The pack is a simple top loader with ample PALS webbing to attach accessories and features a comfortable suspension.

– Soldier Systems

SOCOM Pack Program Winners

Wednesday, December 24th, 2008


While there still is no official announcement, Granite Gear and their partner Montgomery Marketing Inc have announced that they have captured at least some of the SOCOM Pack program. Two packs were out for competition and they have won the Patrol Pack category with their 2400 cubic inch Raid pack and they will begin manufacturing within 60 days.

Mystery Ranch, long thought to be the leader in the large Recce Ruck category has won and will be offering a custom design based on their internal frame technology.

Congratulations to both Granite Tactical and Mystery Ranch!

The Granite Tactical Gear line is currently available from Extreme Outfitters.

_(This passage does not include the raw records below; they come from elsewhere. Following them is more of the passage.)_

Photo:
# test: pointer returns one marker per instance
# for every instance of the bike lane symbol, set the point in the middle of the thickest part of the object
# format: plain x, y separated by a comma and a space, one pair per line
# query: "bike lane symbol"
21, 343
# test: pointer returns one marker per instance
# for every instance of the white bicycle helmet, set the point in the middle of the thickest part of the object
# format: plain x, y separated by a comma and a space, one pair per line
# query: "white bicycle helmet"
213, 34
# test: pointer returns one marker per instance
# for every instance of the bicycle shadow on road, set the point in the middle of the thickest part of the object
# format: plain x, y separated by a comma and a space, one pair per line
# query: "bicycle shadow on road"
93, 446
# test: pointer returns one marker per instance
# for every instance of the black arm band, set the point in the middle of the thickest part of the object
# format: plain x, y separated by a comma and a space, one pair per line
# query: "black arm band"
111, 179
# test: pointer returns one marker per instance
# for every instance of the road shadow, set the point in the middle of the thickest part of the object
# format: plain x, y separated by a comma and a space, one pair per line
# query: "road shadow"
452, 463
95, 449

Mystery Ranch information can be accessed here.

Picture from Extreme Outfitters.

– Soldier Systems

USMC ILBE Detachable Platform Chest Rig

Thursday, December 18th, 2008


The Marine Corps is working on a specialized detachable chest rig for armor vehicle crewmen to be used as a quick-attach/detach capability for ILBE pouches.

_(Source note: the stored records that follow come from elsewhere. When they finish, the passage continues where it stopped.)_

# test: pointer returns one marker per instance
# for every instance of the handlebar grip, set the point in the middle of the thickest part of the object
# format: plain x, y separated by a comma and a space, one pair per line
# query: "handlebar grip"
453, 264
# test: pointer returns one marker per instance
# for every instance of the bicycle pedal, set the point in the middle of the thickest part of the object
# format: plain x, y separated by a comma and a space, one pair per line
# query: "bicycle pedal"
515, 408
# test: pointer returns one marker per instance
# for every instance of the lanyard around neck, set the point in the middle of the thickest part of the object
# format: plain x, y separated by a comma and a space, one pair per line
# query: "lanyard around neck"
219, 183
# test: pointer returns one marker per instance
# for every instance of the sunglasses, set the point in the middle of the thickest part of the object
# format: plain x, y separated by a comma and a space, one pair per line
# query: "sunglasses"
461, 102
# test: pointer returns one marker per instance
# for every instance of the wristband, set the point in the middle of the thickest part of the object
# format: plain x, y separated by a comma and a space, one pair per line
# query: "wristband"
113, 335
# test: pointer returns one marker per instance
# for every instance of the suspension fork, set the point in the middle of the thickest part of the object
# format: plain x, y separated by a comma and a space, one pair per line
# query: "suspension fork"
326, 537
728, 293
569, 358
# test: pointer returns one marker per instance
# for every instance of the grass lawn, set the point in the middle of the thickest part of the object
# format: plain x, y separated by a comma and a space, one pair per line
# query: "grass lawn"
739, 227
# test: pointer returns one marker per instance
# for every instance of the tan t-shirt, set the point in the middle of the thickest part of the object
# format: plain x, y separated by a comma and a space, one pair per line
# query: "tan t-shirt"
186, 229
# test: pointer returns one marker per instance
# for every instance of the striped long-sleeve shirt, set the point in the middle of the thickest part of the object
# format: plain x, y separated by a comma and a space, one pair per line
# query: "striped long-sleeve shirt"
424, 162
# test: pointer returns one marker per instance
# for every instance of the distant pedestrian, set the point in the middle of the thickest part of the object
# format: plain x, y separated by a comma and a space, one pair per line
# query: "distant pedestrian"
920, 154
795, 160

The Detachable Platform Chest Rig will integrate with the Modular Tactical Vest (MTV) or recently fielded Scalable Plate Carrier (SPC). Vehicle space constraints make it difficult for mounted crewmen to perform their mission while wearing pouches attached to their armor carrier. They require a slick chest area but once they exit the vehicle need a means to rapidly integrate ammunition and other critical equipment to their armor.

As envisioned, the chest rig is a two piece design consisting of a vest foundation piece and removable pouch attachment system. The vest foundation piece will be affixed to the MTV/ SPC and serve as the base for the pouch attachment piece. The pouch attachment piece will hold the required pouches and be stored in the vehicle during normal vehicle operations. The pouch attachment piece will essentially snap into place once the crewman dismounts.

Planned fielding is currently just over 6000 systems but if the rig shows utility expect to see it adopted by other service components.